Ocado skips across the pond, and Montgomery County, in U.S. HQ search

Just months after Montgomery County's humiliating-but-self-inflicted defeat in the Amazon HQ 2 sweepstakes, even Amazon's enemies are passing on MoCo in favor of Northern Virginia. Ocado, a British partner of Kroger that specializes in online grocery sales systems, announced yesterday it will conduct its search for its future U.S. corporate headquarters from gleaming offices in beautiful and booming Tysons. CEO Luke Jensen said he was "delighted" with the Tysons choice, and that the office would open in April.
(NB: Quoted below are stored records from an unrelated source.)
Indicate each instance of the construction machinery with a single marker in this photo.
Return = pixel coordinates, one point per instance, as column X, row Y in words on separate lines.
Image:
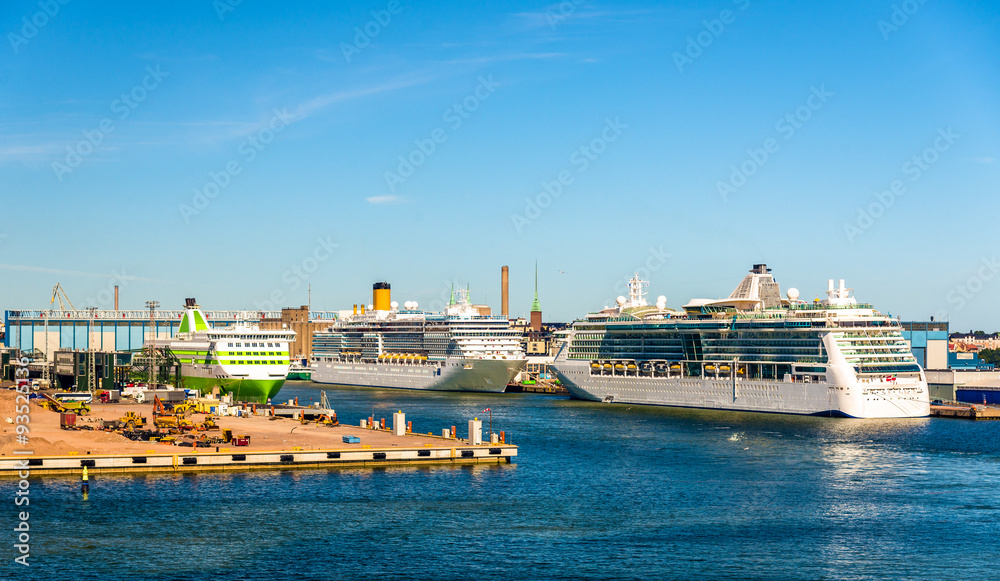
column 183, row 408
column 130, row 422
column 70, row 406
Ocado has a service called Prime Now, that delivers groceries you order online within 2 hours. If the order is small enough, it might be delivered by scooter. Kroger - which owns Harris Teeter and Ralph's - has partnered with Ocado to prepare for the increasingly-competitive world of online grocery shopping, where its greatest rival will be Crystal City's Amazon.

Northern Virginia is becoming a hub for so many things, it's hard for our super-low-energy Montgomery County Council to even keep track, much less compete. But grocery firms are one of the latest; Lidl chose Arlington County for its U.S. headquarters in the most recent example before this. One can reasonably predict the high-tax, low-energy grass of bedroom community Montgomery County won't exactly look greener from Ocado's offices high above the bustling streets of Tysons.

This is just the latest humiliation for Montgomery County officials this week. It follows another disastrous job growth report (there wasn't any), and Montgomery County's leading economic development official returning empty-handed from an expensive SXSW junket. What Montgomery's selling...they just don't want it. They just don't want it.